Time has a funny way of giving you a different perspective on things. For the resistance movement in 2029, it will mean finding solutions in the past to resolve current world crises. For a young man in 1984, it meant looking to the future to understand why the present was so significant.
No, that young man in 1984 wasn’t Kyle Reese. It was me.
I was a young lad at school and, as an end of term treat, our form tutor brought in a (pirated) video of some film called The Terminator for us to watch one afternoon (on a big, boxy, square TV – not one of these thin, wide things you youngsters have today). Perhaps I was impressionable back then, but what unfolded in front of me - this extraordinary tale of a woman’s flight from an unstoppable killing machine in human form - left an indelible mark on my psyche. From that moment on, I was hooked and I wanted more of this vision of a terrifying future. Why would this happen? What was Skynet? How did it create these amazing machines?
Just last week I re-watched Terminator: Salvation and I have to say that time has a funny way of giving you a different perspective on things. For one thing, it makes you repeat yourself every now and again. On other occasions, it makes you rewrite the past to fit the requirements of current events. In fictional terms, that may be a canonical oversight, an apocryphal revelation, or lazy story-telling. Looking retrospectively at The Terminator, T2: Judgement Day and T3: Rise of the Machines (certainly in light of Salvation), does it all make sense? Temporal arcs and continuity is a bugger for writers, but has this series cracked it?
In a word: no. At least not in my opinion. And it’s certainly not as watertight as the Back to the Future trilogy.
My main bugbear with the Terminator story is Skynet itself. It’s a machine. A brutal, highly-intelligent, logical and wholly unfeeling force for self-preservation. So what does it do?
It sends a robot back in time, a robot without any knowledge of what its target (Sarah Connor) actually looks like. Oh – and with no weapons, either. How can this be? Why doesn’t Skynet arm its tool with an awesome arsenal? Why did it not know Sarah’s aspect? And did Skynet know it would create a paradox by sending the Terminator back which would have its arm ripped off, obtained, studied and used to develop itself? (Perhaps these are the same paradoxical questions we should ask about John Connor sending his father back to save and impregnate his mother and then sending back a reprogrammed Terminator to save himself as a kid. Surely if he exists in the future then he must have survived both historical events in the first place to have been able to send back the… oh, my head hurts.)
Why, in 2018, did Skynet boot up a new advanced form of Terminator – one more human than ever – but in 2029 send back to 1984 a much more basic model to carry out – let’s face it – a somewhat hefty and momentous task? Let’s not even get started on the T-1000 and the T-X.

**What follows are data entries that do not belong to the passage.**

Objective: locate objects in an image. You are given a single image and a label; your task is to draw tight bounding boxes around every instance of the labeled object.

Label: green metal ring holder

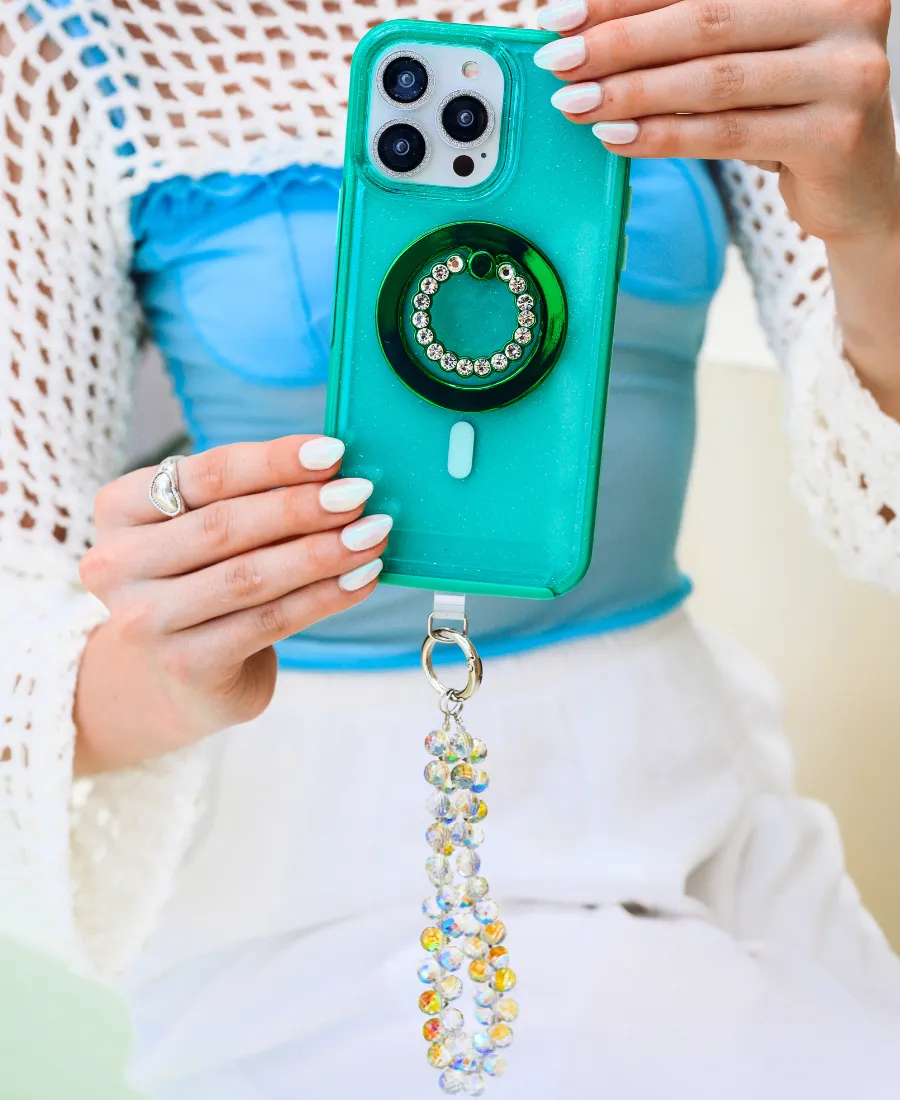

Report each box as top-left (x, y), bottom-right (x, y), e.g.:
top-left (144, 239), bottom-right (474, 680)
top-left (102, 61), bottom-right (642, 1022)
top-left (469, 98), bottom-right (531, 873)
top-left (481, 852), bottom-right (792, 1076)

And another thing… there are at least two quotes that reverberate across time.
The Terminator has a habit of telling people that it will "be back". Then John Connor himself says it just as he is about to go off and infiltrate Skynet in Salvation. Arguably, this could be because he remembered the phrase from the 1992 encounter or he simply wanted to tell his people that wouldn’t be gone for good.
“Come with me if you want to live”, however, has to be a phrase for the whole human resistance movement. It works and it means what it says. If you don’t want to go, you ain’t gonna live. But it’s a pretty trusting statement to have to hear from someone you don’t know – and then from a machine programmed to say it. Especially a machine that some years before looked (almost exactly) like one that wanted to kill you.
You know, this deliberation and cogitation has to be one of the great delights of fandom - to sit here and pull apart the logic and continuity of something you love so much and to put it all back together again to simply carry on enjoying it.
The Terminator is no different.
I hope the movie series continues. I hope it still throws up the odd glitch here and there and I hope I still take delight in analysing it all in far too much detail. I love it. I love all the tech-noir. Because, after all, machines want to be loved too.